One advantage of our design is that we set the hierarchy based on our clinical needs. In the example trial given in our paper, the placebo proportion was too high after the first two patients, and remained out of the range from 0.23 to 0.43 until after the seventh patient was randomized to treatment. After the eighth patient, the placebo proportion never again moved outside the desired range and the design could focus on balancing the proportion of the baseline covariates across the treatment and control groups.

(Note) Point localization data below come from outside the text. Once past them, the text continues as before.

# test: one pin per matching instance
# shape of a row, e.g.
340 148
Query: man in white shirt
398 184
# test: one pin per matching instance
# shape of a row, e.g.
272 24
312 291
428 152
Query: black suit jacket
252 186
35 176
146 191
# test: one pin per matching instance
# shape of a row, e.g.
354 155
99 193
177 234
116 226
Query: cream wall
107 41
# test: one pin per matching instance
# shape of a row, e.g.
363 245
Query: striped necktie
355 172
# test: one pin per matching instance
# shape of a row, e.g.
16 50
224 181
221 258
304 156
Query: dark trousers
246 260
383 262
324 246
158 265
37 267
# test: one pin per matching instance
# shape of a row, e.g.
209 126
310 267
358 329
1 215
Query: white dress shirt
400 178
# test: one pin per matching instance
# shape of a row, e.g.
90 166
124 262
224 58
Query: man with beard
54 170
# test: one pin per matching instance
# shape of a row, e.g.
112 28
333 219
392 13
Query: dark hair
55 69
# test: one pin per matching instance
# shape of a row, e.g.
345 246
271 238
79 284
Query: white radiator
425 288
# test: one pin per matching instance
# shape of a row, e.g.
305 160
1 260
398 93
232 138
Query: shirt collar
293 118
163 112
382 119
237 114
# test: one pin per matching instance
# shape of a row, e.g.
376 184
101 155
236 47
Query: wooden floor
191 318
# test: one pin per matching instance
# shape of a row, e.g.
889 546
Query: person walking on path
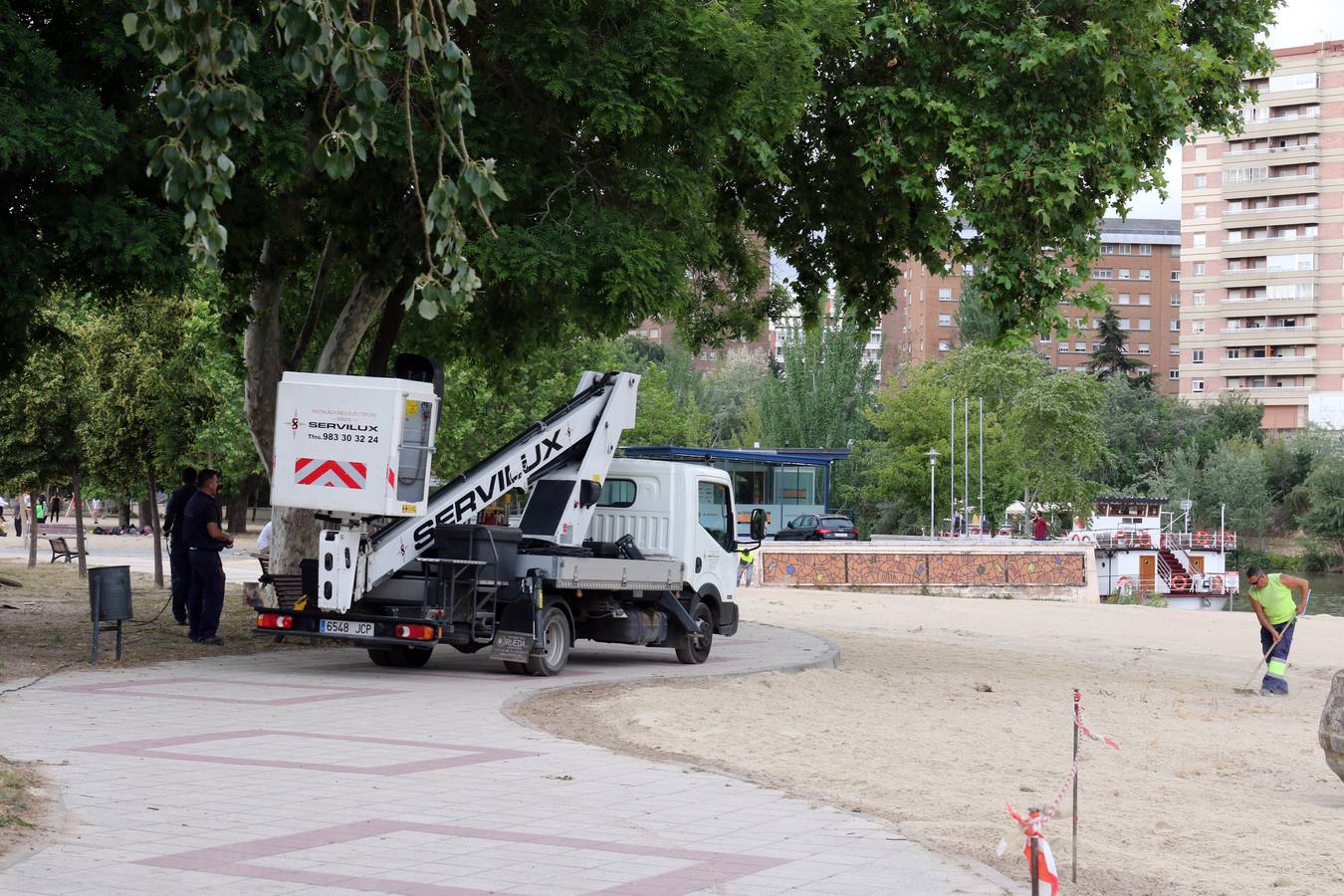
179 561
204 541
1271 598
746 563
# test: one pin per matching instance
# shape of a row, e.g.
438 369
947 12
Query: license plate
346 629
511 645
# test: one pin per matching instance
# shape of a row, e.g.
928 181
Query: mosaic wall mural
841 567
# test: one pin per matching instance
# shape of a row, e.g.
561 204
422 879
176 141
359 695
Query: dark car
812 527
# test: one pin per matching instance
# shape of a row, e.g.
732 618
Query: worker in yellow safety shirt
1271 598
746 563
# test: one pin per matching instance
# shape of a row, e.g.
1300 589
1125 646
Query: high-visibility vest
1275 598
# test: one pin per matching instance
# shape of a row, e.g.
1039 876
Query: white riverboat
1143 549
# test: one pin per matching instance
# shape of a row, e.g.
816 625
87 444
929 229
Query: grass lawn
45 625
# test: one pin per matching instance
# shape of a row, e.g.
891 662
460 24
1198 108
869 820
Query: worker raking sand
1271 598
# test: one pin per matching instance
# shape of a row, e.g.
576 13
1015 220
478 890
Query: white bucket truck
614 550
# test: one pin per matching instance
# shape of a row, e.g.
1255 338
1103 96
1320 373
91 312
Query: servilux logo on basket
335 474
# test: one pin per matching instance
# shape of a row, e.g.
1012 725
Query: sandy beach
943 708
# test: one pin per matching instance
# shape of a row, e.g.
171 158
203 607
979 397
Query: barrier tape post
1072 858
1035 872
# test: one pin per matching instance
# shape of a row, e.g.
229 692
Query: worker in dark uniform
177 555
204 541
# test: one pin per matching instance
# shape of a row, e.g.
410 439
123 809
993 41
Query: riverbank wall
959 567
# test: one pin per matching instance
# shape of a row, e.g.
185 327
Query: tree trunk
80 539
261 353
367 297
146 510
237 508
31 522
388 327
153 524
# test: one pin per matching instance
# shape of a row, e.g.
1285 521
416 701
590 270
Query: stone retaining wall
1051 571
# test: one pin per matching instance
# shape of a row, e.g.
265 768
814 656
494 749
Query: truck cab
676 512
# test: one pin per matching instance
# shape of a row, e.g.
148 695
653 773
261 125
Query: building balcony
1270 335
1281 185
1275 243
1265 305
1271 394
1309 152
1273 216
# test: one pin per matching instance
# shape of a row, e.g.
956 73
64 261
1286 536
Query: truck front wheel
695 645
556 645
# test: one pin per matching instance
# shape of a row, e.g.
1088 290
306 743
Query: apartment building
1262 230
1139 266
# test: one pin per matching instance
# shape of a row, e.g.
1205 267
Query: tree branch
315 305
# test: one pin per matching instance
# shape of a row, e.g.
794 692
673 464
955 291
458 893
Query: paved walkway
318 772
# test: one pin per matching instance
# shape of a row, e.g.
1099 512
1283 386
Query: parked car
813 527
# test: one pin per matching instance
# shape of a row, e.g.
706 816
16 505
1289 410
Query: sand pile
943 708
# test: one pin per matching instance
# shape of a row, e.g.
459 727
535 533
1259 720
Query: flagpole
1077 722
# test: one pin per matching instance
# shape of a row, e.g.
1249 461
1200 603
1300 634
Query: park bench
61 551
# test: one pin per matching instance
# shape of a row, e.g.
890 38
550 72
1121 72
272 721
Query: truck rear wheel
556 645
695 645
409 657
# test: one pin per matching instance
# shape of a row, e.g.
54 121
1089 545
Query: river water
1327 594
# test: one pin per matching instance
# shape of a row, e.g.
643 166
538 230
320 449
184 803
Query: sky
1300 22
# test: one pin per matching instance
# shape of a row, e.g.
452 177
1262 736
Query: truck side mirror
588 492
757 524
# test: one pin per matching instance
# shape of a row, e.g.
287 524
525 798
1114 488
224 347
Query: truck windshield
715 511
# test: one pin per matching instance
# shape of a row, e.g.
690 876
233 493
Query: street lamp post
933 465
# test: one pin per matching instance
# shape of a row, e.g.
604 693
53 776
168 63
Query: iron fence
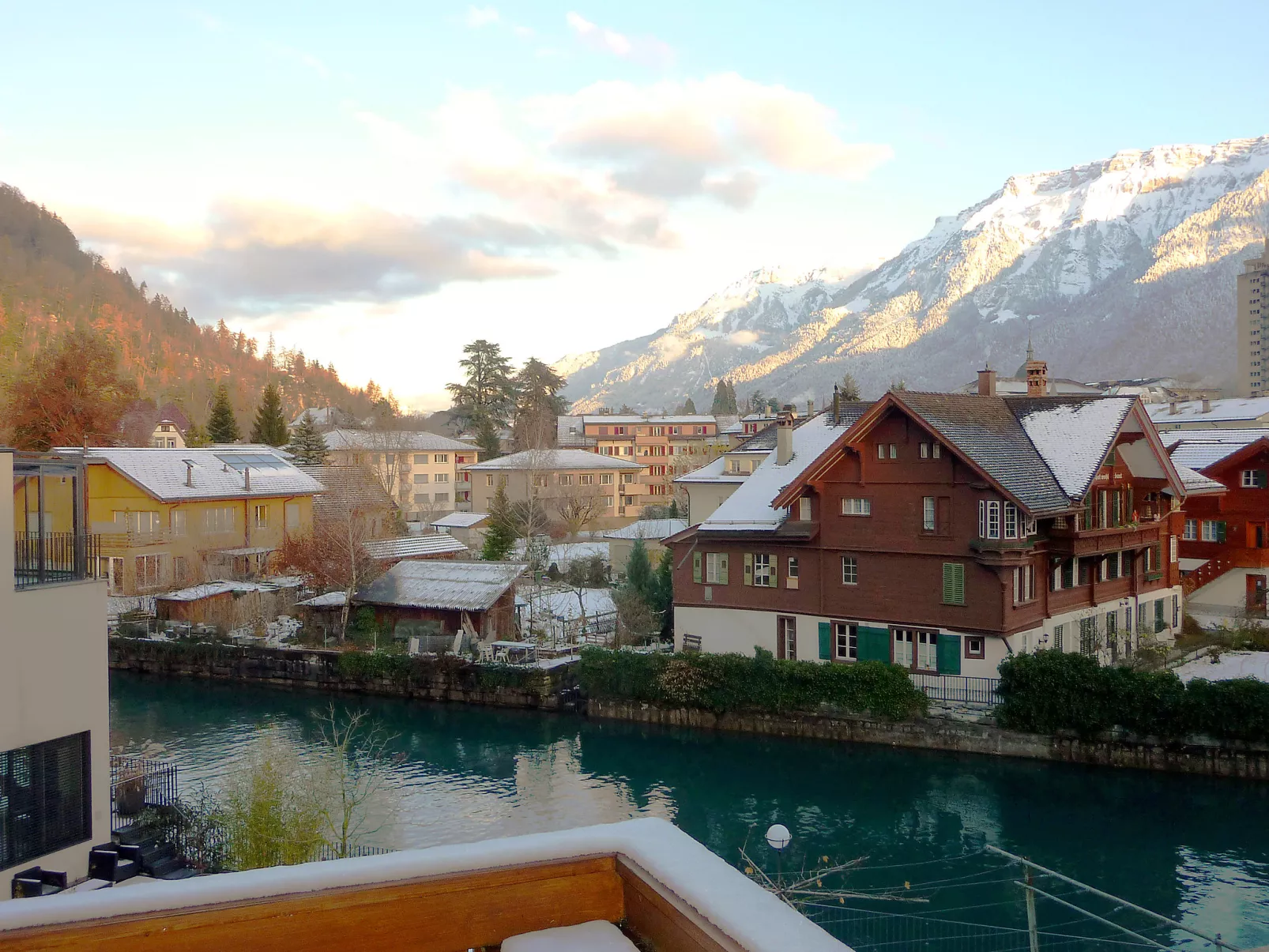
957 688
43 559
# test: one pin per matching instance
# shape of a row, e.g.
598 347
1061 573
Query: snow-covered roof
414 546
394 441
1191 412
649 529
1202 448
1196 483
753 918
331 600
555 460
207 589
216 472
471 587
749 508
461 521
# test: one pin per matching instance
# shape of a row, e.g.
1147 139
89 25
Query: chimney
986 381
785 438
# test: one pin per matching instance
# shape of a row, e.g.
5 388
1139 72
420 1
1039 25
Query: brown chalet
940 532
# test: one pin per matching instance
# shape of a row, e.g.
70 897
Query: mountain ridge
1118 267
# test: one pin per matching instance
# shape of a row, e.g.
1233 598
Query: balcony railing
54 558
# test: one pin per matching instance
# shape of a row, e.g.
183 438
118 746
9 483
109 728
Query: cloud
646 50
261 257
480 17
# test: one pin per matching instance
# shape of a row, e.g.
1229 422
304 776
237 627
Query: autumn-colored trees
69 395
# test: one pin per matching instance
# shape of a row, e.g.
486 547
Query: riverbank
1196 755
444 678
456 680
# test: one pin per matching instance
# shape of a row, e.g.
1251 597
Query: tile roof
394 441
649 529
469 587
555 460
217 472
431 544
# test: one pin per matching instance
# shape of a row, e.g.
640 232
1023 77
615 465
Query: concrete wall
54 680
1120 749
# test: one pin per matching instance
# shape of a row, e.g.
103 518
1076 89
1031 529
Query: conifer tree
270 426
307 445
222 426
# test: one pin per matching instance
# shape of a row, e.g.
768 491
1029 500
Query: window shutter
873 644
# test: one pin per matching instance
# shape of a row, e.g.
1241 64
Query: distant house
175 517
621 541
444 598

In order to utilize the MWU approach (we think), we would have needed to set up urns for each of the six different combinations of baseline covariates. Then within each urn, the MWU algorithm would work to keep the ratio near 2:1. The problem with this is that there would not be information flow between these urns. Imbalance in the hydroxyurea positive, moderate ED user urn would not inform decisions regarding randomization for the hydroxyurea positive, heavy ED user urn. In addition, within a 45-subject trial, some of these urns would have limited ability to balance as they would not be drawn from evenly.

We are strong believers in using clinical trial simulation to test any new randomization procedure or design and as discussed in the original paper tested our randomization strategy using simulation. As such it would seem that the ultimate test of whether allocations are random enough, would be to simulate the trial while assuming some sort of treatment effect on the main outcome of the trial, and then using permutation tests to determine how far each of the methods diverged from ‘perfect’ randomization. Similar to our paper, one would also evaluate how many trials (both from the permutation tests and the various balancing methods) had meaningful imbalance. From our Table 4, we can see that at least 25% of trials using unconstrained randomization had total imbalances of 25% or more when comparing the treatment and control groups.

We appreciate these additional suggestions for balancing strategies and will compare these strategies with the one we proposed using simulation in our future designs.